Monday, March 26, 2012

Madness and Mayhem in the Message

Nowadays, many if not most viewers tune in to the Super Bowl to see the commercials as much as the game. Does this tell you anything about how far we’ve dropped in our pursuit of entertainment?

Super Bowl aside, commercials in general are normally considered a nuisance—an opportune time to visit the facilities. But you can’t avoid all of them; can you? One specific commercial I have found especially annoying.

Have you seen the yogurt commercial wherein a man (actor John Stamos) and woman coquettishly share a dessert?  They innocently tease each other to see who is going to get the next spoonful. It’s half-heartedly romantic in its way.

But then it turns angrily violent as the woman fiercely delivers a head-butt to the man and knocks him to the floor. The man is cowered from that moment on, and the woman has the yogurt to herself.

All in good fun?

No, there’s a message beneath the surface here. That is, “It’s OK for a woman to physically attack a man.” I find that misleading and dangerous.

Maybe I was a cop too long and saw too many women brutalized, or maybe it’s the fact that I’m the father of four daughters, but I’ll go out of my way to ensure that I never buy that brand of yogurt.

Too begin with, I would never instruct my girls to physically confront a man. It’s more than foolish—it’s unsafe. It’s madness. Strike some of the men I’ve dealt with, and they’re likely to strike back. After all, the days of chivalry are supposedly gone, aren’t they?

According to the National Organization for Women (NOW) Web site, they’ve been “Taking action for women's equality since 1966.” And while I found no official stance taken by NOW against this particular commercial, I did find two statements on their blog, condemning the commercial for its trivialization of domestic abuse against men.
I have one piece of advice for young women concerning this silly portrayal of the battle between the sexes: Don’t do this! Don’t even fantasize it. A lot of men I’ve dealt with in my life would not cringe after an attack as that shown in the yogurt dramatization.

They would respond instinctively and swiftly. And who do you think would come out on the worst end of this?  Perhaps the commercial should have come with a disclaimer: Girls, don’t try this in real life!

Not every man is a Sir Galahad.   And no one—man nor woman—should be portrayed (especially comically) as a thug, using unprovoked force to get their way.

And isn’t that what the current anti-bullying campaign has as one of its goals?

Sunday, March 11, 2012

St. Valentine's Day Revisited

Did you guys make it through Valentine’s Day unscathed? It’s safe to look back now from a vantage point of a month.

If you asked Americans to complete the phrase, “Saint Valentine’s Day…” most would likely say “…massacre.” And isn’t it ironic that a day set aside for love is automatically referenced to a violent,  bloody, criminal deed—perhaps the most notorious in our country’s history.

Valentine’s Day is supposed to provoke affection, not anger. That’s why we spend so much time choosing just the right card—we want to make sure that the emotion expressed by the greeting card writer matches that of our own toward our loved one.

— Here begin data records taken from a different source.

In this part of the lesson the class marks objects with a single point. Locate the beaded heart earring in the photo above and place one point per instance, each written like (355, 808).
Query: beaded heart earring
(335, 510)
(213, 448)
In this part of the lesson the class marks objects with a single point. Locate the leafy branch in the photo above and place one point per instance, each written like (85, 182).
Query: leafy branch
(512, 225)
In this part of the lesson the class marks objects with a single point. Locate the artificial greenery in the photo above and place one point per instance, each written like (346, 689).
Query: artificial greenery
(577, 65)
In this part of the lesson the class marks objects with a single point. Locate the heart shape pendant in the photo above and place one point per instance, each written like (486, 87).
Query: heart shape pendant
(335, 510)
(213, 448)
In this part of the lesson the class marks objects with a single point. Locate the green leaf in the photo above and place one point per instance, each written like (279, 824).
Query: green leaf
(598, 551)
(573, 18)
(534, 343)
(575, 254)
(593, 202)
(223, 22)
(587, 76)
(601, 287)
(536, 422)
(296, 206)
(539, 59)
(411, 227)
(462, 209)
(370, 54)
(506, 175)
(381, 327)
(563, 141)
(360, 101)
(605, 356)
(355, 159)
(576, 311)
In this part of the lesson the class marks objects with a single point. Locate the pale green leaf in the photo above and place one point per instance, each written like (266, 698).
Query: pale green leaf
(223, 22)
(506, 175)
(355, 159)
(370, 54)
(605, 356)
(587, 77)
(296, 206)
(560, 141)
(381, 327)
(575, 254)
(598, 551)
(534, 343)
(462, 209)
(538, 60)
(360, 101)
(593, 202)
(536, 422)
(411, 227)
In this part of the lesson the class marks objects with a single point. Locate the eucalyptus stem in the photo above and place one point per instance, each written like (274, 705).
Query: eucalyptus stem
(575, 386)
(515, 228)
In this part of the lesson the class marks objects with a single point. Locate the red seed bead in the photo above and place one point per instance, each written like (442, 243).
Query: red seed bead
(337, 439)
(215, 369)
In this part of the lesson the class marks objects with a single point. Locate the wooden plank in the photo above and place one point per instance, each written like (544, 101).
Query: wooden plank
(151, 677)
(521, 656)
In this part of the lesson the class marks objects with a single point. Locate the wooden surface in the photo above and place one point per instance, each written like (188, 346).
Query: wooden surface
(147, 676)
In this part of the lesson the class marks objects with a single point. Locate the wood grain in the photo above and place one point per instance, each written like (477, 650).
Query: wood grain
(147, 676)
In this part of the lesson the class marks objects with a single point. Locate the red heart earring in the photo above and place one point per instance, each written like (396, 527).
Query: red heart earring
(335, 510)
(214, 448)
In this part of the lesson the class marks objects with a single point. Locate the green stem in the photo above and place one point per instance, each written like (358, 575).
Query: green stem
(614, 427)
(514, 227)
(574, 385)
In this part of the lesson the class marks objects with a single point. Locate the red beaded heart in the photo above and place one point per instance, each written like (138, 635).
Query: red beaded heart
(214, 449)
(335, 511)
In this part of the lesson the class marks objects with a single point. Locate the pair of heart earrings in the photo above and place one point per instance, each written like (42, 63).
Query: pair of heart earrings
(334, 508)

So wouldn’t it be better to just write a note of our own—one written from the heart? Our heart. We could tell our lover exactly how we feel. In our own words. That’s what we all should have all done that day; that day that illustrates our respect for and love of our special someone.

Of course, that would have been difficult for some to do, given their deficiency in writing skills. I mean, it could be challenging for them to string one coherent word onto another for forty or fifty straight words.

So that’s why God created Hallmark. We didn’t have to write one blessed thought to our beloved on that day, because someone who knows exactly how we feel did it for us. We only had to find out which card they put those thoughts into. That should have taken you only ten or fifteen minutes in the card store.

Well, maybe a few minutes more, all things considered. First you would have had to drive there, acquire a parking space, bustle through the aisle with the Valentine’s Day cards and find just the right picture on the front of the card (I have found that flower illustrations work best with my wife; puppies and kittens—not so much). And then you’d have to have stood alongside the other non-writers, hoping that you could find what you wanted quickly and cheaply enough.

Yes, cheaply enough. Now please don’t try to convince me that you didn’t turn the card over and check the price before you bought. It’s a standard rule of love and affection that you do not overpay for telling your sweetheart how much she means to you.

After all, wouldn’t a thoughtful woman appreciate that?

Think about that for next year. That is, if there hasn’t been another Saint Valentine’s Day massacre to your relationship.

Al Capone would appreciate the sentiment.